Created attachment 5784 [details] stack traces of the console during eclipse is working This ZIP contains two stack traces: 1. OpeningFile.txt This shows the stack trace when I'm waiting for eclipse to open the file and make it editable 2. SaveFile.txt This shows the stack trace when I'm waiting for eclipse to be ready after saving the source code after adding one empty line
OpeningFile.txt contains the save dump and SaveFile.txt contains the open dump. Adding a J Core member to comment: I assume that parsing and populating the Java Model takes some time. Later (on save) the override indicator label decorators seem to take some time. Mathias can you check whether closing the Outline view has some inpact.
> Later (on save) the override indicator label decorators seem to take some time. > Mathias can you check whether closing the Outline view has some inpact. I can. Do you want me to create a new stack dump? Because I already checked if there are significant performance improvements when I close the outline: about 10-20%.
New insights: When I disucussed the performance issue with me collegues we had an idea and tested something about overloading against different method names. Currently we have 1000 methods with the same name and different parameter types. Opening this class costs 300secs on my PIII 866/512MB. When I create 1000 different method names (visit1, visit2, ...) instead of overloading it costs only 2secs to open! Even save of changes is significant faster: - overloaded version: 25secs - different names version: 2secs Was my description understandable?

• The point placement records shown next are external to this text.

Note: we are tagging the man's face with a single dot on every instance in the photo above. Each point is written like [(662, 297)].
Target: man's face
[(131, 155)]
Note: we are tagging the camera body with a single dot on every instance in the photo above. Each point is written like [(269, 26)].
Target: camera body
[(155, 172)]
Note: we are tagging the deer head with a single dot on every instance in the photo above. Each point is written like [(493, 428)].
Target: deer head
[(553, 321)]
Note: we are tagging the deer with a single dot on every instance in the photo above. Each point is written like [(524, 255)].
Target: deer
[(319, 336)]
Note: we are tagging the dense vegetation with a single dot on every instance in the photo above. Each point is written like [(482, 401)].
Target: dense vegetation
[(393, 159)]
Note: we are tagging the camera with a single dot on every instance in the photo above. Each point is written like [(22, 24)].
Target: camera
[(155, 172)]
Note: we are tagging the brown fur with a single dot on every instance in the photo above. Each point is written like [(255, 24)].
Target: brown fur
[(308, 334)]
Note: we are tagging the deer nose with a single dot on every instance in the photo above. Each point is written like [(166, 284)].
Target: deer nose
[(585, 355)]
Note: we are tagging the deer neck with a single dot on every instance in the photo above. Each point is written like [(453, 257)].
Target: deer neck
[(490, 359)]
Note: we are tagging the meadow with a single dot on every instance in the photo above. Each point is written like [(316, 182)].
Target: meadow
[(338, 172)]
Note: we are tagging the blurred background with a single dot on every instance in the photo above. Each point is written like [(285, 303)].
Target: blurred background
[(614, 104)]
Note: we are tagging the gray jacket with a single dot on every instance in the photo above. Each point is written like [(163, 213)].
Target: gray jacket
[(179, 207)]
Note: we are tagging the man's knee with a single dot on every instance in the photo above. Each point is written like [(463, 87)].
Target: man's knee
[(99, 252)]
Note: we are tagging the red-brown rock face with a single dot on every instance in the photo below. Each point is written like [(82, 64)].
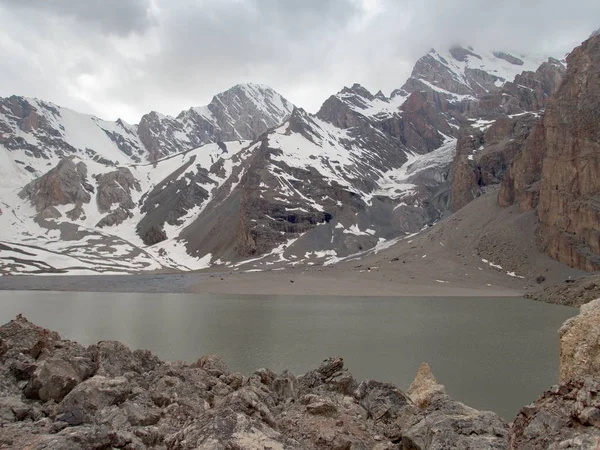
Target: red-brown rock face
[(569, 208), (560, 164)]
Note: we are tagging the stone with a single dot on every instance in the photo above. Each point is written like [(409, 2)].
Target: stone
[(580, 344), (321, 408), (557, 171), (383, 401), (96, 393), (52, 380), (557, 420), (213, 364), (424, 387)]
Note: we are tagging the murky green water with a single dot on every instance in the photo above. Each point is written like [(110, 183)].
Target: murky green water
[(491, 353)]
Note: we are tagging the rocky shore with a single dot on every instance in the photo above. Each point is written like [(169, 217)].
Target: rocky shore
[(56, 394)]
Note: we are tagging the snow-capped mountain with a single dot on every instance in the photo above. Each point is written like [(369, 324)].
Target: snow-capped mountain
[(248, 181)]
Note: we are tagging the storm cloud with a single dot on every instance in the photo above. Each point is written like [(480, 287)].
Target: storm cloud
[(123, 58)]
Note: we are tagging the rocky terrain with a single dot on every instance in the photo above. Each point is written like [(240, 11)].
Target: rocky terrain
[(557, 170), (56, 394), (250, 182)]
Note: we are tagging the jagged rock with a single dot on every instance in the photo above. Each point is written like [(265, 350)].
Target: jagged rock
[(65, 184), (213, 365), (132, 400), (483, 157), (383, 401), (117, 217), (557, 170), (21, 336), (580, 344), (569, 207), (53, 379), (95, 394), (444, 423), (424, 387), (115, 188), (566, 416), (115, 359), (243, 112)]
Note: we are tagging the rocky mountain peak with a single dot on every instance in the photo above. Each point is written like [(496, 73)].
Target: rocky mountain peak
[(356, 90), (462, 54), (508, 57), (557, 170), (242, 112)]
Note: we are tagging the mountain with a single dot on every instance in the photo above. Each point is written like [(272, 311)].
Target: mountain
[(252, 182), (557, 171)]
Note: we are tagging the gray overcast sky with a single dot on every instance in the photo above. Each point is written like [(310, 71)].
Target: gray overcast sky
[(123, 58)]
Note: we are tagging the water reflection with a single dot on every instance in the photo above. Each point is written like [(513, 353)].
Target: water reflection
[(492, 353)]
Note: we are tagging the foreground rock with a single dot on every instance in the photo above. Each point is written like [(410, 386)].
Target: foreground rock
[(568, 414), (56, 394), (580, 344)]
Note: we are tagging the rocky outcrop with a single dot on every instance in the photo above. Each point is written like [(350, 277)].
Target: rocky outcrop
[(58, 394), (171, 199), (572, 292), (569, 208), (580, 344), (243, 112), (565, 416), (558, 169), (115, 188), (483, 156), (568, 414), (66, 184)]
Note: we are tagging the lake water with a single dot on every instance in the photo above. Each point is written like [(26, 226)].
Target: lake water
[(491, 353)]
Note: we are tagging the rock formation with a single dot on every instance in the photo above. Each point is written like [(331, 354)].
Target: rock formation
[(58, 394), (580, 344), (558, 168), (66, 184), (568, 414)]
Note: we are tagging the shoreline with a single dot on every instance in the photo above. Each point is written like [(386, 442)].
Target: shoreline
[(272, 283)]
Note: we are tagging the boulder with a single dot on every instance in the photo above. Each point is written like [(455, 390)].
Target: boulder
[(580, 344)]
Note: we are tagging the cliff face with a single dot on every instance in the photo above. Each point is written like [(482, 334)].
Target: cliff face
[(558, 169), (569, 208)]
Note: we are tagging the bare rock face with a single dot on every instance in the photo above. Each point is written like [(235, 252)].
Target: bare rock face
[(243, 112), (558, 169), (115, 188), (565, 416), (569, 208), (443, 423), (580, 344), (65, 184), (483, 157), (424, 387)]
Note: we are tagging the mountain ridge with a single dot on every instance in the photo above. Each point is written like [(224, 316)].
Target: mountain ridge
[(287, 188)]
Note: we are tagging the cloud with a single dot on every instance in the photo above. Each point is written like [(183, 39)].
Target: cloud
[(112, 16), (127, 57)]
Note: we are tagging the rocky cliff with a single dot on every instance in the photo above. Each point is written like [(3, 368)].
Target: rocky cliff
[(558, 168), (249, 181)]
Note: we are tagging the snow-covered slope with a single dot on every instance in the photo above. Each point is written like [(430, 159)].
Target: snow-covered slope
[(243, 112), (248, 182), (47, 131)]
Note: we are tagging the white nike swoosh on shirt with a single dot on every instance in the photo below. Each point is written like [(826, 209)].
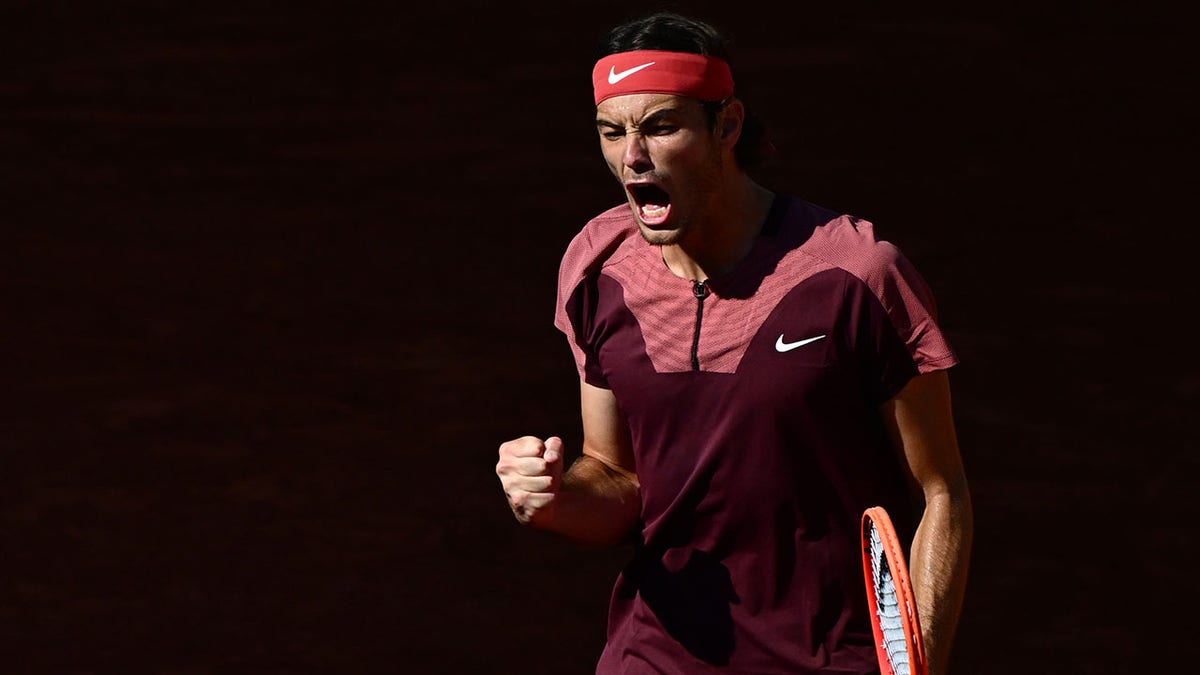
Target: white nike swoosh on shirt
[(615, 77), (780, 346)]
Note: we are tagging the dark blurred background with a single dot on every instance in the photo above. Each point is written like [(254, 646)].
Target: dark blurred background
[(279, 279)]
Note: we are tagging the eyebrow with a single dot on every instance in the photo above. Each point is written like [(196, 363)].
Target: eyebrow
[(648, 119)]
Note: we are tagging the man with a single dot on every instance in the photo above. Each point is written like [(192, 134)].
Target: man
[(755, 372)]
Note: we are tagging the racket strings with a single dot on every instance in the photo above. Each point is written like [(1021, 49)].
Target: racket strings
[(888, 602)]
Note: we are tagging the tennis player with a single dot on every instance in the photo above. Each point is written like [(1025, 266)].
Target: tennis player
[(755, 371)]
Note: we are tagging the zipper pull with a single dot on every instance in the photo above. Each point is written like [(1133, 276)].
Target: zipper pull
[(700, 290)]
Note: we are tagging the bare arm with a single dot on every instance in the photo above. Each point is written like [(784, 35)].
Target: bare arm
[(922, 428), (597, 499)]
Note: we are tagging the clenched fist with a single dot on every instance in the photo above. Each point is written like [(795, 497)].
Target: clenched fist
[(531, 471)]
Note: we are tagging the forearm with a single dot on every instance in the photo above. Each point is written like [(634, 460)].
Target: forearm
[(939, 562), (595, 505)]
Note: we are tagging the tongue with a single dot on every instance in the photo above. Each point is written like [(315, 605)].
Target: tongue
[(654, 214)]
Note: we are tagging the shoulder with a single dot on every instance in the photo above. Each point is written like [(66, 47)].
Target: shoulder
[(853, 245), (597, 244)]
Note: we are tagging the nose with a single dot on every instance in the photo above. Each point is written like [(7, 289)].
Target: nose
[(636, 155)]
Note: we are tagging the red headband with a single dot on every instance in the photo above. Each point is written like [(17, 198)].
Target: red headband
[(661, 72)]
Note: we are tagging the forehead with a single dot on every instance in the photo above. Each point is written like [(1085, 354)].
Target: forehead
[(633, 107)]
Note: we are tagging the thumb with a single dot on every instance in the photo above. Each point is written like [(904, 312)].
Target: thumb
[(553, 449)]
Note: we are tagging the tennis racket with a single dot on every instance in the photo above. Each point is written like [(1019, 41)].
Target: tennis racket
[(889, 593)]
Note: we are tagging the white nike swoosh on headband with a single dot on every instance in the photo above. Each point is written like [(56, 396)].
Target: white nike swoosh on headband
[(615, 77)]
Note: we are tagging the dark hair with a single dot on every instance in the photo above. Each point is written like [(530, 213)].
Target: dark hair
[(670, 31)]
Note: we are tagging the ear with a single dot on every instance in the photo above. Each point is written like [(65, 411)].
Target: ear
[(733, 114)]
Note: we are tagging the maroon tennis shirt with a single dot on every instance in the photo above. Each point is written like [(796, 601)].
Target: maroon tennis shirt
[(753, 401)]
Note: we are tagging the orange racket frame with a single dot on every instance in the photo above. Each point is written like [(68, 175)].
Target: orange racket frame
[(880, 519)]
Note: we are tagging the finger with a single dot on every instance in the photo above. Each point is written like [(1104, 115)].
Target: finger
[(529, 466), (525, 447), (532, 484)]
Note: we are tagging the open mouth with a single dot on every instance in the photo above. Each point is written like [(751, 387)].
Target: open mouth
[(653, 202)]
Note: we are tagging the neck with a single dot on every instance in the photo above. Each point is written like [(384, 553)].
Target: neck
[(725, 237)]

Yes. thanks a lot for the info. We will have to investigate this post M3.
Created attachment 6817 [details] trace of the ui thread
Created attachment 6818 [details] trace of the reconciler thread
Seems that we spend most of the type computing and resolving type hierarchies.
On a fairly fast (2.4 GHz) Linux / RH9 machine (GTK), I observe the following numbers: press Enter in the package explorer on MyVisitor.java: 0 s opening MyVisitor.java: 6 s 'implements' decorations show up in the outline: 16 s (+10 after opening)

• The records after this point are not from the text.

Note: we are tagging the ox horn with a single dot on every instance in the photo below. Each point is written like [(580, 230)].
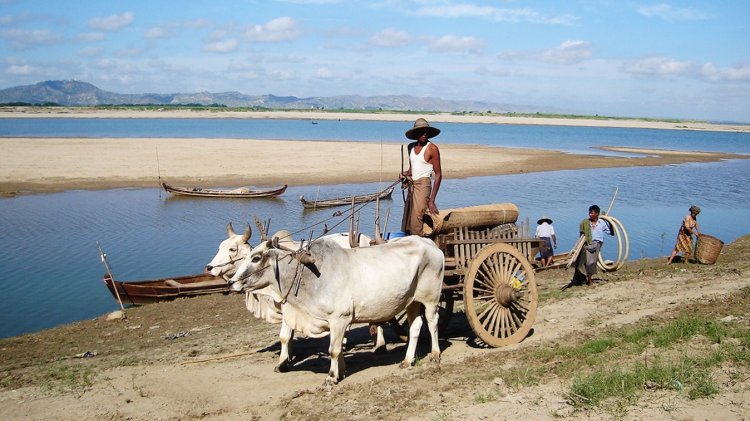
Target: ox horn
[(263, 234), (378, 236), (248, 233), (303, 257), (352, 237)]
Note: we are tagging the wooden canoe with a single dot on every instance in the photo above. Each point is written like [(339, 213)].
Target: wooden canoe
[(151, 291), (343, 201), (241, 193)]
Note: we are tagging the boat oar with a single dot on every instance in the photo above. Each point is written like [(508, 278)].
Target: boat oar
[(111, 277)]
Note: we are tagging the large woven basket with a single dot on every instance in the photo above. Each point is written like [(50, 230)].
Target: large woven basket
[(707, 249), (479, 216)]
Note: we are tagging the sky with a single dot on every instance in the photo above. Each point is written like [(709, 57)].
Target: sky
[(676, 59)]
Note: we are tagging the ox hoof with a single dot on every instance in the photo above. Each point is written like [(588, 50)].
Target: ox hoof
[(405, 364), (330, 382), (281, 368)]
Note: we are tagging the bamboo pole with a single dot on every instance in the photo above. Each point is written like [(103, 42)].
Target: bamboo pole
[(109, 272), (612, 202)]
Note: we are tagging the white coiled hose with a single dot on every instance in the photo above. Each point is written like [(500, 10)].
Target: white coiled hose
[(623, 245)]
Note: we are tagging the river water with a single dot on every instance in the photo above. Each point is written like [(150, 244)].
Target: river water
[(50, 266)]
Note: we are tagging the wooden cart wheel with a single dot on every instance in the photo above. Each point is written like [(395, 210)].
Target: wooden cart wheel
[(500, 295), (445, 311)]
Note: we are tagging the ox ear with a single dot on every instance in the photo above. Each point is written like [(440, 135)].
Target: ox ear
[(306, 258)]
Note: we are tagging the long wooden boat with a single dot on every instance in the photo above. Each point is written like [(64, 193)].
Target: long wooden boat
[(242, 192), (342, 201), (165, 289)]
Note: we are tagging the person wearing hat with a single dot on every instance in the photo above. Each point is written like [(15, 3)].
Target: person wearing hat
[(593, 229), (424, 166), (546, 232), (685, 235)]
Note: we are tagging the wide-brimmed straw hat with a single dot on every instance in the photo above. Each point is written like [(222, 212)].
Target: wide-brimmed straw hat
[(422, 126), (543, 220)]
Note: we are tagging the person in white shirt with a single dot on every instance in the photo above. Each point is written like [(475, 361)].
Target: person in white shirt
[(546, 232), (594, 229), (424, 166)]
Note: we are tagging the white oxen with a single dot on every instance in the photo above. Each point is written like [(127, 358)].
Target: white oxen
[(331, 287), (261, 302)]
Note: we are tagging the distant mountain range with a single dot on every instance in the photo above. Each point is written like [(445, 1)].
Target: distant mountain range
[(76, 93)]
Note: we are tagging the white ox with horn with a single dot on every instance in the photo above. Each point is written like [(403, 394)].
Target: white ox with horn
[(326, 288), (261, 303)]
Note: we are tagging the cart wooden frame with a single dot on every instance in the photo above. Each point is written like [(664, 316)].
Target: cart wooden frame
[(491, 271)]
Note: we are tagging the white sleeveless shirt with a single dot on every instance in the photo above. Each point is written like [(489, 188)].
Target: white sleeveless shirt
[(419, 167)]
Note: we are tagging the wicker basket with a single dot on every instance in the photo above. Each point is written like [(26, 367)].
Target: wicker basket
[(707, 249)]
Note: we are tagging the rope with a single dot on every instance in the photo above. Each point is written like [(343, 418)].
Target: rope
[(337, 214)]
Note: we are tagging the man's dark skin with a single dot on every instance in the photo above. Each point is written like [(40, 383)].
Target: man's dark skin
[(432, 156)]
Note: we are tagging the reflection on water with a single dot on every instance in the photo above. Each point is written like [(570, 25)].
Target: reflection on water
[(51, 272)]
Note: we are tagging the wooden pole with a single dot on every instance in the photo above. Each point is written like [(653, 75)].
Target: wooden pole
[(109, 272), (609, 209), (158, 170)]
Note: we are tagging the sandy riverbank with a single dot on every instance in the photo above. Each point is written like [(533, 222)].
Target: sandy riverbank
[(58, 164), (83, 112)]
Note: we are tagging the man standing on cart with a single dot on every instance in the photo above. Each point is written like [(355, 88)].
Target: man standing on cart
[(424, 165)]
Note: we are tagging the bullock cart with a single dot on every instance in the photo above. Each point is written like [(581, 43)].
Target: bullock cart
[(488, 266)]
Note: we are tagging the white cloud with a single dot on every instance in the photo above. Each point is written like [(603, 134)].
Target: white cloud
[(280, 29), (90, 36), (23, 38), (20, 70), (390, 37), (226, 46), (454, 43), (659, 66), (569, 52), (324, 73), (311, 1), (90, 52), (112, 22), (128, 52), (495, 13), (157, 32), (669, 13), (733, 74), (280, 75)]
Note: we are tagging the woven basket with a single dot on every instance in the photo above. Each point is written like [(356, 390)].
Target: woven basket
[(470, 217), (707, 249)]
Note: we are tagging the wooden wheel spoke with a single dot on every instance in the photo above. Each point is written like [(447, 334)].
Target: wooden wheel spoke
[(516, 319), (507, 272), (481, 316), (488, 274), (484, 281), (503, 333), (490, 321), (500, 323), (484, 297), (492, 268), (497, 266)]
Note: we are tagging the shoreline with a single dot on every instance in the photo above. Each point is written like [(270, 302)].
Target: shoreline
[(44, 165), (435, 117)]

SourceMethod does not override hashCode() which means that overloaded methods have the same hash code and end up in the same bucket in hash tables. Running with a SourceMethod#hashCode() implementation like: public int hashCode() { int h= super.hashCode(); if (this.parent != null) for (int i= 0, n= fParameterTypes.length; i < n; i++) h= Util.combineHashCodes(h, fParameterTypes[i].hashCode()); return h; } resolves this regression. Moving to JDT/Core.
Excellent find, I was just looking at it as well (glancing at the trace you had attached).

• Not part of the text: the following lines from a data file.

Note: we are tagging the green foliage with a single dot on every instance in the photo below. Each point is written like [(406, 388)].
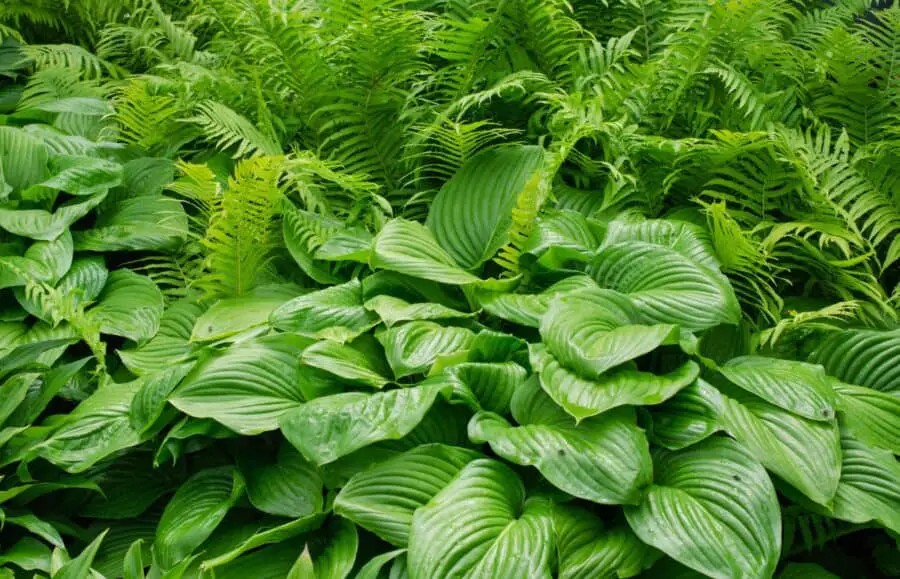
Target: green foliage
[(449, 288)]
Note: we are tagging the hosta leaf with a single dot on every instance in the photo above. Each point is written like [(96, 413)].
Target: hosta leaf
[(384, 498), (665, 286), (328, 428), (872, 416), (150, 400), (686, 418), (247, 387), (862, 357), (805, 453), (24, 157), (130, 306), (797, 387), (620, 387), (481, 526), (605, 459), (99, 427), (869, 489), (266, 536), (472, 213), (347, 362), (28, 554), (587, 550), (56, 255), (83, 176), (41, 224), (80, 566), (392, 310), (194, 512), (492, 384), (137, 224), (231, 316), (412, 348), (593, 332), (289, 487), (713, 508), (409, 248), (335, 313)]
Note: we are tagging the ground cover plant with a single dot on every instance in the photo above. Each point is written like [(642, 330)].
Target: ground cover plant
[(449, 289)]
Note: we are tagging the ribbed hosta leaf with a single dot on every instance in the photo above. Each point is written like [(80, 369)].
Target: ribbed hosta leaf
[(595, 331), (409, 248), (231, 316), (472, 213), (686, 418), (604, 459), (797, 387), (665, 286), (347, 362), (480, 525), (289, 487), (492, 384), (328, 428), (862, 357), (247, 387), (869, 489), (412, 348), (587, 550), (99, 427), (41, 224), (335, 313), (804, 452), (194, 512), (137, 224), (384, 498), (130, 306), (150, 400), (713, 508), (82, 176), (872, 416), (620, 387), (392, 310)]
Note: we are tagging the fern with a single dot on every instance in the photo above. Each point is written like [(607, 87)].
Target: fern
[(242, 229)]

Kai - are you supporting fixing it for RC3 ?
BinaryMethod needs same fix as well. Proposed fix: /** * @see org.eclipse.jdt.internal.core.JavaElement#hashCode() */ public int hashCode() { int hash = super.hashCode(); for (int i = 0, length = fParameterTypes.length; i < length; i++) { hash = Util.combineHashCodes(fParameterTypes[i].hashCode(), hash); } return hash; }
Jerome - pls verify change.
Created attachment 12254 [details] Proposed fix
+1 for RC3
Patch is good.
Releasing fix.
From Christoph: I just found that the parameters to Util.combineHashCodes(..) should be swapped. Otherwise test(Object, String) and test(String, Object) would have the same hashCode().
Indeed, I should have followed your original suggestion. Will fix that, it is a minor improvement, but still interesting.